L'histoire :
Gwenaëlle revient chez ses parents à Saint-Brieuc. Son père lui raconte l’histoire de l’usine « Joint Français », implantée en 1962 en Bretagne grâce à des aides publiques et municipales. A l’origine du Val d’Oise, elle souhaite trouver une main-d’œuvre bon marché et de la nouvelle accessibilité offerte par les grands projets routiers. Cette implantation, symbole du « mur des 400 km » qui séparait Paris des régions jugées périphériques, marque un tournant économique pour le territoire. Parmi les témoins de cette époque figure Eugénie, entrée à l’usine en 1962. Elle décrit des conditions de travail éprouvantes : longues semaines de 49 heures, cadences soutenues, interdiction de parler ou de bouger, exposition à des poussières et solvants toxiques. Les femmes, cantonnées aux tâches de contrôle, subissaient en outre des agressions de la part de leurs supérieurs hiérarchiques masculins. Beaucoup y ont laissé leur santé, même si une forte solidarité féminine leur a permis de tenir. En 1972, les salariés réclament une augmentation de 70 centimes de l’heure. Face au refus de la direction, la grève et l’occupation de l’usine s’organisent. Le patron fait appel à un escadron de 400 gendarmes et à des CRS pour réprimer le mouvement. Pourtant, la mobilisation s’élargit : agriculteurs, habitants, élus et même l’Église soutiennent les grévistes, tandis qu’une caisse de solidarité recueille des dons venus de toute la Bretagne et au-delà. La municipalité de Saint-Brieuc instaure la gratuité de la cantine pour les enfants des ouvriers. En avril, le patronat venu de Paris est là pour « négocier ». Faute d’écouter, les salariés les séquestrent. Cette lutte, inscrite dans l’élan contestataire de l’après-68, illustre la détermination d’un monde ouvrier en quête de reconnaissance et de meilleures conditions de vie. Mais une question demeure : les travailleurs obtiendront-ils leurs 70 centimes d’augmentation ?

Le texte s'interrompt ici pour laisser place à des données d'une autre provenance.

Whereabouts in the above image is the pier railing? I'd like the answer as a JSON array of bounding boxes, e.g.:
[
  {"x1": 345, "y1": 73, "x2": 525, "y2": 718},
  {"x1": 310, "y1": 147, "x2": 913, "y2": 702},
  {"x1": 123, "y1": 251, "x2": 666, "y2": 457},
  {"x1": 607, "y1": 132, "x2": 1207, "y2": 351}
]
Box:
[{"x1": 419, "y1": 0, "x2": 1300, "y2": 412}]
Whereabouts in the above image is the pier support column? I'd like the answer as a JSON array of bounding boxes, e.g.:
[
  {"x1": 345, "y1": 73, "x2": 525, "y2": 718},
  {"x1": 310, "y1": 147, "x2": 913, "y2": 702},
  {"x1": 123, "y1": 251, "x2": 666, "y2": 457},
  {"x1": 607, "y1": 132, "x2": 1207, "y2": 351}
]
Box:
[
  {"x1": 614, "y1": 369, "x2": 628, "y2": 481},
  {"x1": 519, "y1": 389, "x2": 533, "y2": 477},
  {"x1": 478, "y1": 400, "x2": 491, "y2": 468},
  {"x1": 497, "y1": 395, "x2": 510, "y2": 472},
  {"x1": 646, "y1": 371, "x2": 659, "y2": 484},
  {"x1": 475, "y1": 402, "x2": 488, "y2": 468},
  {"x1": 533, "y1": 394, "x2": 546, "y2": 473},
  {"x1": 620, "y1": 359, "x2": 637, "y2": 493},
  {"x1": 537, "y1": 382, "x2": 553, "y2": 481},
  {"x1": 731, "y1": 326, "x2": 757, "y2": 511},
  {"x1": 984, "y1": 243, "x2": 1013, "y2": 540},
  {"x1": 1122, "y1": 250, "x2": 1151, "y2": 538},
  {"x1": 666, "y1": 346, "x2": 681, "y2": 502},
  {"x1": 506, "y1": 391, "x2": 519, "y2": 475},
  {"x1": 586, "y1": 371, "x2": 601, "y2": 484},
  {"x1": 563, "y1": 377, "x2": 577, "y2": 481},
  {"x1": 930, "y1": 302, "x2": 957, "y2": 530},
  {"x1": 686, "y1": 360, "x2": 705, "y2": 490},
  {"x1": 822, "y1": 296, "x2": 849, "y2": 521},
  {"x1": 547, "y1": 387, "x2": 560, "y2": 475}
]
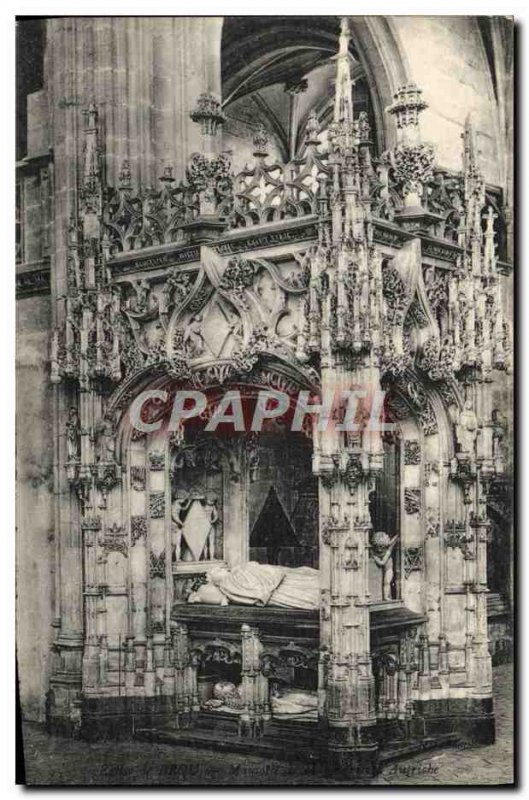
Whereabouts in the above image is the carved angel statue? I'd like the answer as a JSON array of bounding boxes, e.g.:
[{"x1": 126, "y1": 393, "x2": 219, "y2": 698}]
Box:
[
  {"x1": 205, "y1": 492, "x2": 219, "y2": 561},
  {"x1": 171, "y1": 489, "x2": 191, "y2": 561},
  {"x1": 492, "y1": 408, "x2": 505, "y2": 464},
  {"x1": 66, "y1": 406, "x2": 81, "y2": 461},
  {"x1": 456, "y1": 399, "x2": 478, "y2": 455},
  {"x1": 371, "y1": 531, "x2": 399, "y2": 600}
]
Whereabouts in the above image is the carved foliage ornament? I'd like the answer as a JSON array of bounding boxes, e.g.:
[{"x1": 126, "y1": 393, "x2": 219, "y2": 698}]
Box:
[
  {"x1": 404, "y1": 439, "x2": 421, "y2": 465},
  {"x1": 404, "y1": 489, "x2": 421, "y2": 514}
]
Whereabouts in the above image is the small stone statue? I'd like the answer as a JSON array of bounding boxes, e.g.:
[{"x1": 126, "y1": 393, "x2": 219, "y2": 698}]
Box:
[
  {"x1": 371, "y1": 531, "x2": 399, "y2": 600},
  {"x1": 183, "y1": 314, "x2": 204, "y2": 358},
  {"x1": 456, "y1": 400, "x2": 478, "y2": 455},
  {"x1": 492, "y1": 408, "x2": 505, "y2": 464},
  {"x1": 66, "y1": 406, "x2": 81, "y2": 461},
  {"x1": 205, "y1": 492, "x2": 219, "y2": 561},
  {"x1": 171, "y1": 489, "x2": 191, "y2": 561}
]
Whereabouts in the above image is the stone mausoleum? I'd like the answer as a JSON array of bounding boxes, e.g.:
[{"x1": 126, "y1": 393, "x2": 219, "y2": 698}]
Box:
[{"x1": 16, "y1": 16, "x2": 513, "y2": 777}]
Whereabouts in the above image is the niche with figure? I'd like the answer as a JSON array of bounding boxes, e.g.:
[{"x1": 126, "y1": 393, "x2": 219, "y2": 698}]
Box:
[
  {"x1": 248, "y1": 433, "x2": 318, "y2": 567},
  {"x1": 369, "y1": 437, "x2": 400, "y2": 602}
]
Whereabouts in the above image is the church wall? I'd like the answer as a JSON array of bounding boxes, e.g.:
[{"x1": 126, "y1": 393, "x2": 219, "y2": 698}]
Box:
[{"x1": 16, "y1": 297, "x2": 54, "y2": 720}]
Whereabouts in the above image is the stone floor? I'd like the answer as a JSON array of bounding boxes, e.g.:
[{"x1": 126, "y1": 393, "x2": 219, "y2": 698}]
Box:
[{"x1": 19, "y1": 664, "x2": 513, "y2": 786}]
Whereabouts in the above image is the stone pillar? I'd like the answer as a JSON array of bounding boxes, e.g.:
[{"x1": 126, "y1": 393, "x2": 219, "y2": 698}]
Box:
[{"x1": 314, "y1": 358, "x2": 382, "y2": 777}]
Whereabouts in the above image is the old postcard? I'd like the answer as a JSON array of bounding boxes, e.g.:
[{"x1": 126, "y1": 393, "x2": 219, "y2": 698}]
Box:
[{"x1": 16, "y1": 16, "x2": 515, "y2": 787}]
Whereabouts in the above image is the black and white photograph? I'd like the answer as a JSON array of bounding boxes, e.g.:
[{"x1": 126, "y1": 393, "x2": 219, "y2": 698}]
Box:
[{"x1": 14, "y1": 10, "x2": 512, "y2": 790}]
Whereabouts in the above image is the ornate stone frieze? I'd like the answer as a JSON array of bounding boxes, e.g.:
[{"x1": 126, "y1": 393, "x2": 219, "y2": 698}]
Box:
[
  {"x1": 404, "y1": 488, "x2": 421, "y2": 514},
  {"x1": 444, "y1": 519, "x2": 474, "y2": 558},
  {"x1": 130, "y1": 515, "x2": 147, "y2": 545},
  {"x1": 148, "y1": 452, "x2": 165, "y2": 472},
  {"x1": 100, "y1": 523, "x2": 128, "y2": 556},
  {"x1": 16, "y1": 262, "x2": 51, "y2": 298},
  {"x1": 424, "y1": 508, "x2": 440, "y2": 539},
  {"x1": 189, "y1": 92, "x2": 226, "y2": 136},
  {"x1": 403, "y1": 546, "x2": 424, "y2": 578},
  {"x1": 149, "y1": 492, "x2": 165, "y2": 519},
  {"x1": 130, "y1": 466, "x2": 147, "y2": 492}
]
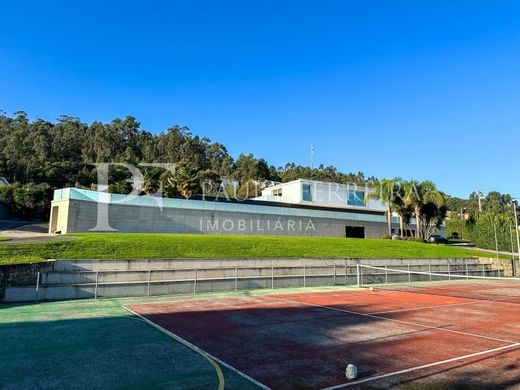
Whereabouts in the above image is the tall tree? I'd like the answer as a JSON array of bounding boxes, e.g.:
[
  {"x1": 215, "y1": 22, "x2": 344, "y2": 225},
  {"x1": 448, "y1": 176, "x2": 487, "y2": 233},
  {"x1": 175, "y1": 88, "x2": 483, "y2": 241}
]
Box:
[{"x1": 368, "y1": 178, "x2": 401, "y2": 237}]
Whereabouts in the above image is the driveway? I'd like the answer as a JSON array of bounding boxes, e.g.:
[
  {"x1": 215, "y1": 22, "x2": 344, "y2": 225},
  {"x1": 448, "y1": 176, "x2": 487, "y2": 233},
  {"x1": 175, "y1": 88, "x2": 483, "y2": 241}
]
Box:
[{"x1": 0, "y1": 220, "x2": 73, "y2": 245}]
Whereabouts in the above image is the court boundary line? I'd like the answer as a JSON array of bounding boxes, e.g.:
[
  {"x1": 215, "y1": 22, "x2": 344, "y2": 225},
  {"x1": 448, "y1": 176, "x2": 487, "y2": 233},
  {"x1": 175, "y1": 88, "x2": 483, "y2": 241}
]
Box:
[
  {"x1": 322, "y1": 343, "x2": 520, "y2": 390},
  {"x1": 122, "y1": 305, "x2": 271, "y2": 390},
  {"x1": 361, "y1": 284, "x2": 520, "y2": 306},
  {"x1": 274, "y1": 299, "x2": 520, "y2": 344},
  {"x1": 367, "y1": 301, "x2": 481, "y2": 314}
]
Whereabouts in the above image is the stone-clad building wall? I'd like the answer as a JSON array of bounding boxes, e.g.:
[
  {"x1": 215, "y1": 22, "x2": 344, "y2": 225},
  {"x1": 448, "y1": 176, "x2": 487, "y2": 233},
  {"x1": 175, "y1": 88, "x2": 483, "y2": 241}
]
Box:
[{"x1": 51, "y1": 199, "x2": 398, "y2": 238}]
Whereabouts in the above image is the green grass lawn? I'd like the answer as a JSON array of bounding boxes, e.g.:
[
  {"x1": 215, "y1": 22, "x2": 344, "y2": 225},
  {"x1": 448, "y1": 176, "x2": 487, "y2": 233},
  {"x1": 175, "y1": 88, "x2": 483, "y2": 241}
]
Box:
[{"x1": 0, "y1": 233, "x2": 504, "y2": 264}]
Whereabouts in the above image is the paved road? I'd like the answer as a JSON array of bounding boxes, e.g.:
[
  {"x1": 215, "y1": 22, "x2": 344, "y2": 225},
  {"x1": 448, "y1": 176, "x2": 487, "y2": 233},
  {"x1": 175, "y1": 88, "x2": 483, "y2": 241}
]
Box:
[{"x1": 0, "y1": 220, "x2": 73, "y2": 245}]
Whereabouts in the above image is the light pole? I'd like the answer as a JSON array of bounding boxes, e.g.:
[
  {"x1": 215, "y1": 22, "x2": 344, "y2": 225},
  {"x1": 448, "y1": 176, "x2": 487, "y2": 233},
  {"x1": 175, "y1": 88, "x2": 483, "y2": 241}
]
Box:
[{"x1": 513, "y1": 199, "x2": 520, "y2": 276}]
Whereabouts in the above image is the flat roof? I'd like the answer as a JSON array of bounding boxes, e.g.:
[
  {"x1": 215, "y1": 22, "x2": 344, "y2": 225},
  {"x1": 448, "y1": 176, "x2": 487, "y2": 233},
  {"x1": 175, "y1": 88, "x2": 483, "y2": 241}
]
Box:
[{"x1": 54, "y1": 188, "x2": 397, "y2": 222}]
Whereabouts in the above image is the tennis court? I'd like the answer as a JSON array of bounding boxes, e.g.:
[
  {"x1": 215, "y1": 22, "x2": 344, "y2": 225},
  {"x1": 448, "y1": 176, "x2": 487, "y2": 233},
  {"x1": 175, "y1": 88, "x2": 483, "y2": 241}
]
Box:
[{"x1": 127, "y1": 267, "x2": 520, "y2": 389}]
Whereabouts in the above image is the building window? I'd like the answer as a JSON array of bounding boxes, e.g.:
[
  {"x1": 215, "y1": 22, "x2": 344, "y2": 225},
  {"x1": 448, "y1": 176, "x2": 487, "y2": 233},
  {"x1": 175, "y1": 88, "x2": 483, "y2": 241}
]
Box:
[
  {"x1": 273, "y1": 188, "x2": 282, "y2": 196},
  {"x1": 302, "y1": 184, "x2": 312, "y2": 202},
  {"x1": 347, "y1": 191, "x2": 365, "y2": 206}
]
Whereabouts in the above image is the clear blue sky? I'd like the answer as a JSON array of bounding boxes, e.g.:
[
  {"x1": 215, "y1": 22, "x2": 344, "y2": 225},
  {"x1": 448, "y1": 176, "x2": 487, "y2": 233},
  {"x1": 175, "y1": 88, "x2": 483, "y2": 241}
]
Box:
[{"x1": 0, "y1": 0, "x2": 520, "y2": 196}]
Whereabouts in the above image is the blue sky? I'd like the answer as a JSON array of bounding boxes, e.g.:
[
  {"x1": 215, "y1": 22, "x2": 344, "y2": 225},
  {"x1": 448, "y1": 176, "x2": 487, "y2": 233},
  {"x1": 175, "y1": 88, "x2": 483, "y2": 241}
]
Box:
[{"x1": 0, "y1": 0, "x2": 520, "y2": 196}]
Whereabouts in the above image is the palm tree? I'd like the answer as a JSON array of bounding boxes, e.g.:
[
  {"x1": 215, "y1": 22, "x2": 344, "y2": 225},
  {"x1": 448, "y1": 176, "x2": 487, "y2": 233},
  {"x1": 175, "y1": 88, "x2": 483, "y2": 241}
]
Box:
[
  {"x1": 392, "y1": 180, "x2": 413, "y2": 238},
  {"x1": 403, "y1": 180, "x2": 444, "y2": 239},
  {"x1": 368, "y1": 178, "x2": 401, "y2": 237}
]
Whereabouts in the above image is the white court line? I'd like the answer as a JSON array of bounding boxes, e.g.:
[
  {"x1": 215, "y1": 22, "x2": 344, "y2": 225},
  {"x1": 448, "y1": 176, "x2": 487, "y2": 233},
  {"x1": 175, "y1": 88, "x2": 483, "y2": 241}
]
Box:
[
  {"x1": 322, "y1": 343, "x2": 520, "y2": 390},
  {"x1": 368, "y1": 301, "x2": 481, "y2": 314},
  {"x1": 123, "y1": 305, "x2": 271, "y2": 390},
  {"x1": 272, "y1": 298, "x2": 517, "y2": 344}
]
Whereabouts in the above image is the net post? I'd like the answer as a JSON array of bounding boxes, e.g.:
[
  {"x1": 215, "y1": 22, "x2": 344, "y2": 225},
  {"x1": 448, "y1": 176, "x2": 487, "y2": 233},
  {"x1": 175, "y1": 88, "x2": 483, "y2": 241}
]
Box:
[
  {"x1": 34, "y1": 271, "x2": 40, "y2": 302},
  {"x1": 94, "y1": 271, "x2": 99, "y2": 299},
  {"x1": 147, "y1": 269, "x2": 152, "y2": 296}
]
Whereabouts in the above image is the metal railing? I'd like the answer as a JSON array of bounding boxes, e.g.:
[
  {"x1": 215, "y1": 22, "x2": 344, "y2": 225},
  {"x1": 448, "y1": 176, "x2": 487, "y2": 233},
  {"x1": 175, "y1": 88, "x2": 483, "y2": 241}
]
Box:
[{"x1": 27, "y1": 263, "x2": 500, "y2": 301}]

Ce qu'on en pense sur la planète BD :
L’autrice Gwénaëlle Régereau, enseignante de formation, s’attelle ici à l'exercice délicat de la BD documentaire. D’origine bretonne, elle met en image le conflit ouvrier qui a marqué sa région en 1972. Sensibilisée très tôt à la cause par son père, militant syndicaliste, elle puise à la fois dans ses racines, sa Bretagne natale, et dans l’histoire ouvrière qui l’a façonnée. Avec un crayonné simple et efficace, en noir et blanc, elle met en avant le propos plutôt que la forme. À travers la grande Histoire, elle interroge la petite : celle des ouvriers et ouvrières qui se sont battus pour obtenir des miettes. Elle montre aussi l’envers du décor : tous les moyens financiers et structurels déployés grâce à l’argent public pour accueillir l’usine n’ont pas suffi. Pire, cette délocalisation a servi de prétexte pour payer les ouvriers bretons, moins chers que leurs homologues du Val-d’Oise. Face à des travailleurs pacifiques réclamant justice, les dirigeants ont préféré appeler les forces de l’ordre plutôt que dialoguer. Gwénaëlle Régereau réussit le pari à être à la fois didactique et abordable. Cette bande dessinée éclaire autant sur les luttes ouvrières que sur la politique de décentralisation et les aménagements urbains destinés à attirer les entreprises. Elle rappelle que ces combats, censés appartenir à l’Histoire, trouvent encore aujourd’hui de troublants échos.